Whisky and Scotland
A little knowledge is a dangerous thing and there are many ways it can lead us astray. In today’s case my ‘little knowledge’ was a vague recollection that Neil M Gunn had a literary reputation. I have never read anything by him, or even a critical evaluation, but I knew his name and that he was a proper writer. So I was sure his 1935 book on whisky would be interesting – and it was. But not in a good way. It was interesting because there is a fascination with the awful.
‘Whisky and Scotland’ might be one of the worst book on whisky I have read as it is full of generalisations, prejudice, and assertions. Perhaps this is just the flip side of one of whisky’s virtues as it is the most sociable of drinks. A group of friends sitting around, appreciating and sharing, will engage both their senses and their fancy in talk on any number of topics. Rhetoric can soar but at the end of a long night the grip of rationality might be loose and the mind a little dull when it thinks itself brilliant. This book reads as if it was written in that state.
In fact the book is not so much about whisky as it is a romantic lament for Celtic culture and a yearning for the lost social mores of Gaeldom. There is nothing wrong with that – it can be the engine of poetry and belief, and it’s obviously a deep part of Gunn’s personal identity. But there is a lot wrong with being sloppy about it – being carried away.

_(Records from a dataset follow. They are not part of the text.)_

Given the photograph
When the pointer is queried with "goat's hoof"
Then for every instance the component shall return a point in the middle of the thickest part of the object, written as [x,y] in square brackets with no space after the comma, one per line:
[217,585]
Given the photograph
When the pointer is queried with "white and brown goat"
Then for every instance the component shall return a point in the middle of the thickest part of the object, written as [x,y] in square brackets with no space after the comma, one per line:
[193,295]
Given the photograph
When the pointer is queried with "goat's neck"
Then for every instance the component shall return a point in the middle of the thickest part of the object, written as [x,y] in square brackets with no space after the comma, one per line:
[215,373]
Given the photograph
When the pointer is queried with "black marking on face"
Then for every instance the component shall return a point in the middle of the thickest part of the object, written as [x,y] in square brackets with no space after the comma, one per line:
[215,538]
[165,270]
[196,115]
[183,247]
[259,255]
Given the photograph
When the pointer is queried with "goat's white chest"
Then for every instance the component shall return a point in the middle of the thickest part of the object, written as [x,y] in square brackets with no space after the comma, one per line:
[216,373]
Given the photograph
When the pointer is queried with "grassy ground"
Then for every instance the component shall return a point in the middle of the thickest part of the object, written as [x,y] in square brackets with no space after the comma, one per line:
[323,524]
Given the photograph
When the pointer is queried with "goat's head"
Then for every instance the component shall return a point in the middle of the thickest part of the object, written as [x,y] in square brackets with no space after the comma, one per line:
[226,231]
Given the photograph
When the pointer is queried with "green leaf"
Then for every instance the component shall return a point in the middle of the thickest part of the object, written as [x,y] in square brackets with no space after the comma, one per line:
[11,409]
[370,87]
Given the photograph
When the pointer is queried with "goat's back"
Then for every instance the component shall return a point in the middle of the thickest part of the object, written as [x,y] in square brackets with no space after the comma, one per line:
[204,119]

Take for example the section on the early history of distilled alcohol. Variants appeared in many ancient civilisation and the fact that the name itself has an Arabian root is not insignificant This though is not enough – for Gunn the Celts must have got there first!
“How the early Celts went about it, of course we do not know, though if they devoted anything like the terrible concentration one of their young bards had to devote to learning his thousands of lines, I should not be in anyway surprised hear from some Eastern scholar that a certain adventuring Arabian brought home with him once upon a time from the fastness of the northern barbarians a still head complete with worm (condensing pipe).”
This sort of fancy gives a hint of what the book is about. It is not a nuts and bolts description of whisky, its nature, and its place in the world. It is primarily concerned with Scottish identity:
“Fundamentally we are concerned with the commons of Scotland, whether in the Yllis of the Statutes or the Ayrshire of Burns. They and their whisky are one … Before we can know what whisky has meant to Scotland, presumably we must first have some idea of what Scotland means to herself.”
It is at this point that I realise that I had not paid careful attention to the title. The book is about both whisky and Scotland, or more precisely an imagined Scotland.
“Can it be that Scotland, which is being turned into a desert with alarming rapidity, has this destiny in front of her, that the Cairngorm will come the philosopher’s stone? The ways of destiny are inscrutable – and any day now they may turn from preoccupation with conquering to the art of civilising. Scotland has never yet led the world as Greece did or Venice. Is her time coming at last when in the face of a world given over to mass emotion and mass thought, to strident Fascism, religious Communism, self-heating Clissoldissm, she will assert once more individual responsibility and the individual soul? She has the tradition. She has the water of life. How fascinating it would be to watch her take hold of herself and set out on the great enterprise!”
There is nothing I can do to tether that paragraph to the world as I know it. But that is my fault Neil Gunn has already told me:
“I know that to many minds I have been indulging in a piece of special pleading for the Celt, or his more homely representative the Gael. Perhaps I have. But what I should really like to understand is why it should arouse a curious sort of instinctive hostility. Is not the reader conscious of a very slight (or not so slight) impatience at the mere idea of having to discuss ‘this Gaelic civilisation business’? From my experience – and at the moment I believe I am perfectly, even pleasantly detached, – the reader is.”
This reader was and because of it he could only treat the book as a curiosity and an example of how writing can become dated.